Supervisory learning approaches are hard to apply: There is a lack of labeled data to train algorithms as financial institutions are not able to share with the developer’s sensitive information about past breaches legally.
The “black box” character of learning approaches: A surveillance system should be auditable for both supervisors and compliance officers. Therefore, it should be clear to a compliance officer as to why specific behavior has set off an alert. However, this may be difficult for systems based entirely on machine learning due to their “black box” character of learning approaches.
Incorporating human decisions and behavioral traits: A learning system should be found on a behavioral science-based model that incorporates human decisions and behavioral traits. This model can address the lack of explanatory power of the machine learning approaches. All alerts from the system are based on deviations identified from the model. Moreover, the incorporation of machine learning approaches with the model creates a feedback loop in the system that enables adaption to the evolving behavior, taking in more data to be as close as possible to understanding a trader’s patterns.
Practice Question
What characteristics do the ability of machine learning methods to analyze very large amounts of data exhibit in the context of predictive analysis?
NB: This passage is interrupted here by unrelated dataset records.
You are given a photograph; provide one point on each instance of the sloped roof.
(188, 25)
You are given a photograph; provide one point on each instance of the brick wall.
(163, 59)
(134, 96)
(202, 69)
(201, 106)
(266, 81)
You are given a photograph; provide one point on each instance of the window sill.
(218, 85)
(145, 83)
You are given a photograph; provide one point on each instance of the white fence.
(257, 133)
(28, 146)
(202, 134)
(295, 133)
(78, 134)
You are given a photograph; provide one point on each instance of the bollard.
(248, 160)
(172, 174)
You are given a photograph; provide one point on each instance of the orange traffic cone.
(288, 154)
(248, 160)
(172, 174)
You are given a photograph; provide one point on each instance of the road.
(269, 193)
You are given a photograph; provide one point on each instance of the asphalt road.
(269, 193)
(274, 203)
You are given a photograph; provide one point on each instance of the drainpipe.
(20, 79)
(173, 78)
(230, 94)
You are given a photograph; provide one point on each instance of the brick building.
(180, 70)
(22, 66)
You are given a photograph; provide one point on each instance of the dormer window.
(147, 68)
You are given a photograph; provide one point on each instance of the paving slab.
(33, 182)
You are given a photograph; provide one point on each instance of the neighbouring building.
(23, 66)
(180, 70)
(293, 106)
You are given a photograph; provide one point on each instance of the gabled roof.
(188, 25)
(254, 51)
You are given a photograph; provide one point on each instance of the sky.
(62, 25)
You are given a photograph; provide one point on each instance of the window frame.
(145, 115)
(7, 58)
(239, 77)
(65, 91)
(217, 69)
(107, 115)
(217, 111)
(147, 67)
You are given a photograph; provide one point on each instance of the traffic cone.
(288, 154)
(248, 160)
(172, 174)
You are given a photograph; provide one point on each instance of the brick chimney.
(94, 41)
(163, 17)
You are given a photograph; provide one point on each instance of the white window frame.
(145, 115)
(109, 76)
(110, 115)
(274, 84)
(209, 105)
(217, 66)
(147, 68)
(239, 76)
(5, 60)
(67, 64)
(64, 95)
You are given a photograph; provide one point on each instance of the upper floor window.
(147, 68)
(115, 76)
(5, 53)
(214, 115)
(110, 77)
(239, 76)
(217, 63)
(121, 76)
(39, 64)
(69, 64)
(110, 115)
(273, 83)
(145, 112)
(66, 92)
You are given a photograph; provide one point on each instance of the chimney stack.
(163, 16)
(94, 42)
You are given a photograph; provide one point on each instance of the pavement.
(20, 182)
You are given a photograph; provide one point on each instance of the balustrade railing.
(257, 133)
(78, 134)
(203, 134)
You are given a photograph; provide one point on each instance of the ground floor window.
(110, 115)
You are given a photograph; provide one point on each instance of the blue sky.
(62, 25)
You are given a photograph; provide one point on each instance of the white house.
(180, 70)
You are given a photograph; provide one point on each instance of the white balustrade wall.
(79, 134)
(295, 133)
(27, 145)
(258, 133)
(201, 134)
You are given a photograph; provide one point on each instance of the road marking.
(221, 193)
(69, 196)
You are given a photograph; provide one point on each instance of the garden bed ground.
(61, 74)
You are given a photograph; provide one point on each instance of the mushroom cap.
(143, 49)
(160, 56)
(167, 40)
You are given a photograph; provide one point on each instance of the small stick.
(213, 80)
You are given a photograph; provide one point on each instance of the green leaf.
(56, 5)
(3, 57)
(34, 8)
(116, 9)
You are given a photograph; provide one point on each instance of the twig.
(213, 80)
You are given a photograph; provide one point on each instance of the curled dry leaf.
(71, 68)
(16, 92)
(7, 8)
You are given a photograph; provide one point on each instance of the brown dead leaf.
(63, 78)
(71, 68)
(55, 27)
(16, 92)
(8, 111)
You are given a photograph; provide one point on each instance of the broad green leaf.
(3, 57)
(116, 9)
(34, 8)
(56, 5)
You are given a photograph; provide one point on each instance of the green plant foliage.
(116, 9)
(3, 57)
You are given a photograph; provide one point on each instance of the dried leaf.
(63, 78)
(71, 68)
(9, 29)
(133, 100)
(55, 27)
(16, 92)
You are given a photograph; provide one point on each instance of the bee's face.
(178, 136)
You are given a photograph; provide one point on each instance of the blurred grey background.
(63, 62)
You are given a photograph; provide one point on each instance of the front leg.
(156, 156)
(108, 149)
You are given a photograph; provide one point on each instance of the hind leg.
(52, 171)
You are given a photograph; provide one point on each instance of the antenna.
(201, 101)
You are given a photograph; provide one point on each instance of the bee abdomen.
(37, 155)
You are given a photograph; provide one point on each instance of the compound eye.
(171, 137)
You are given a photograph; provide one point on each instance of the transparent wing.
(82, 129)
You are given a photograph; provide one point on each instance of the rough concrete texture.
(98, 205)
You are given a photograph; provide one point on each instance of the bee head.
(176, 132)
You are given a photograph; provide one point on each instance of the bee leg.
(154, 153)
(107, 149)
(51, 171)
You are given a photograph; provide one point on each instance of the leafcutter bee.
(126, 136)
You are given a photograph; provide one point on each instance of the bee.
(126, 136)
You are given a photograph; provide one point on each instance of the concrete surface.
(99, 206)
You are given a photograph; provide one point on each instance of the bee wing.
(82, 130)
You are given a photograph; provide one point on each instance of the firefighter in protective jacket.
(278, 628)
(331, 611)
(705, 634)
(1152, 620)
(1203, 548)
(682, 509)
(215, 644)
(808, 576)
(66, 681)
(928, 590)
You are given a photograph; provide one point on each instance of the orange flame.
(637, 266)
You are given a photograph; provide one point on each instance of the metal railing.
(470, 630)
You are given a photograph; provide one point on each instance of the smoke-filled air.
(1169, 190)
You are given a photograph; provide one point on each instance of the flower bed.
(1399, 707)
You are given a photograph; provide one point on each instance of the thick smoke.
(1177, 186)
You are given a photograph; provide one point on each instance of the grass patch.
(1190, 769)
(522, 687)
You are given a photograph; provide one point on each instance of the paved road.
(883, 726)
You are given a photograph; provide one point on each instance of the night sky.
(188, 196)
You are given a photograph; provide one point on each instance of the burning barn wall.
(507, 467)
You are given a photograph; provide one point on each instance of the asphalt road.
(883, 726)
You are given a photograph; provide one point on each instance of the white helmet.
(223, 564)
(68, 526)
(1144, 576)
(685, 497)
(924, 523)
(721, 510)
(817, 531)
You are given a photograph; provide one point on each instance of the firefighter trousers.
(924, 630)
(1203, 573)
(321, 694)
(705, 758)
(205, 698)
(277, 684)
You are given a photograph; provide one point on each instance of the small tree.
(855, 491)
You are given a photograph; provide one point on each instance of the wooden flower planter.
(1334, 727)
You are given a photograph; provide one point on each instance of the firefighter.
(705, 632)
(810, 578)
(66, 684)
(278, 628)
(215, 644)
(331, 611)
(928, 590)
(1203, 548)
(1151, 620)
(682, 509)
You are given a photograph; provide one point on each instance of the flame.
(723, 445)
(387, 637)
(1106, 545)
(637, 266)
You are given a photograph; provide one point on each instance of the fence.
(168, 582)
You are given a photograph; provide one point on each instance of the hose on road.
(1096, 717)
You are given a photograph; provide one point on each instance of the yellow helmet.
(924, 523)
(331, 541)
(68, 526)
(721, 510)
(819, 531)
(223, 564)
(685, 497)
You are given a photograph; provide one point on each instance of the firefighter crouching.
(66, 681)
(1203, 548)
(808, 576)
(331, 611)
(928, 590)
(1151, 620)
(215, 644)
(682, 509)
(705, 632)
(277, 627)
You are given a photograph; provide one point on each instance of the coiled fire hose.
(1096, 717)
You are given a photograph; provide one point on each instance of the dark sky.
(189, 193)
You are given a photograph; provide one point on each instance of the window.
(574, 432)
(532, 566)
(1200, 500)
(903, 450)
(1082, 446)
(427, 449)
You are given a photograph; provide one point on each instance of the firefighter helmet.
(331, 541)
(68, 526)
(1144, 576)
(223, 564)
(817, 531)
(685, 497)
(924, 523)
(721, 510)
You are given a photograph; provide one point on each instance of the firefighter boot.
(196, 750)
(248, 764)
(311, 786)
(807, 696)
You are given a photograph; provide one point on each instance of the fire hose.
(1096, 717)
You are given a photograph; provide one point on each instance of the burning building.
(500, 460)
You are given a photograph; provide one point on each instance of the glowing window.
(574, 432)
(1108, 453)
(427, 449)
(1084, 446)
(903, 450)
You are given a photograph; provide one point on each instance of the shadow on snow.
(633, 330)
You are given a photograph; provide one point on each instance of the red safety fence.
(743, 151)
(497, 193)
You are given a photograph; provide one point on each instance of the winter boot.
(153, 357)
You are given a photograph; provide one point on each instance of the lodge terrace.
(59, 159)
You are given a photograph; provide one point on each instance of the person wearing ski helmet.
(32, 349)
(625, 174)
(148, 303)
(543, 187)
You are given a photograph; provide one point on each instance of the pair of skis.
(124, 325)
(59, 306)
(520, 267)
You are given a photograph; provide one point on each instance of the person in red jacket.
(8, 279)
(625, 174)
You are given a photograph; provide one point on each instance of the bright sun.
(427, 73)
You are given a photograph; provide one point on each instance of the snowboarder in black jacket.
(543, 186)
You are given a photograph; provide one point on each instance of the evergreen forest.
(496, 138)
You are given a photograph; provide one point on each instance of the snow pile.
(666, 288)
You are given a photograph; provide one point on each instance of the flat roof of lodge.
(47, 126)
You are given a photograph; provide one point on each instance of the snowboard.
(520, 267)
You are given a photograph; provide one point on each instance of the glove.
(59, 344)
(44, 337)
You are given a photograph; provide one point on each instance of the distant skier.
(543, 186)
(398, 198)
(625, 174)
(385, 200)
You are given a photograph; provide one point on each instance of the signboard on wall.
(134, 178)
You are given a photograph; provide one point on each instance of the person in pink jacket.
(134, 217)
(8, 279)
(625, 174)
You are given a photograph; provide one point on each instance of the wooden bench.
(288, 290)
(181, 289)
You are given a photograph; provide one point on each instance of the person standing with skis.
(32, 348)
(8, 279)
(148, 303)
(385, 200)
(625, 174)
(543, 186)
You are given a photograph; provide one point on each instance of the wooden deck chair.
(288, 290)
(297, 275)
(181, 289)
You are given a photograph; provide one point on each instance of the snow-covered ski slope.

A. A possibility of performing an extensive analysis and outputting a single value (e.g. “true” or “false”)
B. A data output which requires a significant amount of manual correction to be useful
C. It gives a general idea of the factors involved in predictive analysis
D. It allows for high granularity and depth of the predictive analysis being performed
The correct answer is: D).
The ability of machine learning methods to analyze very large amounts of data, while offering a high granularity and depth of predictive analysis, can significantly improve analytical capabilities across risk management and compliance areas, such as money laundering detection and credit risk modeling.